The Dormitory Authority of the State of New York (DASNY) sold the bonds in two series. The tax-exempt Series 2023A bonds, consisting of $888.9 million, mature between 2027 and 2042, yielding between 3.03% and 4.3%. The taxable Series 2023B bonds, consisting of $37.7 million, mature between 2033 and 2043, yielding between 5.252% and 5.67%. The securities received a rating of Aa1 from Moody’s Investors Service and AA+ from S&P Global Ratings.
The rating “reflects the contingent nature of the appropriation requirement for debt service, offset by the essentiality of projects financed by the bonds and the very strong incentive to appropriate,” according to Moody’s.
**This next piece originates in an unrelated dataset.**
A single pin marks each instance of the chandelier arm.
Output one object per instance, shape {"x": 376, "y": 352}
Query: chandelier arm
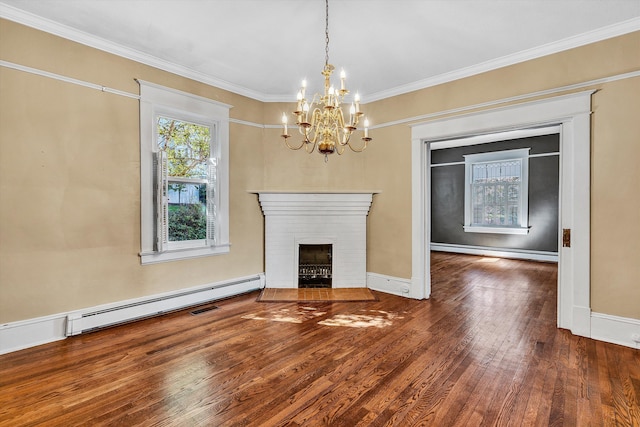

The issuance comes amid volatility in New York tax revenue in line with boom-and-bust economic cycles, according to S&P. The state collected $68 million in personal income taxes in the 2021-22 fiscal year; it projects receipts of just $53 million—a 22% decline—for the upcoming fiscal year.
DASNY finances health and education infrastructure in New York. The bonds are special obligations of the authority, payable by personal income tax revenue.
BofA Securities, Inc served as lead underwriter on the issuance, purchasing the bonds for more than $1 billion. The price reflected an original issue premium of $93 million.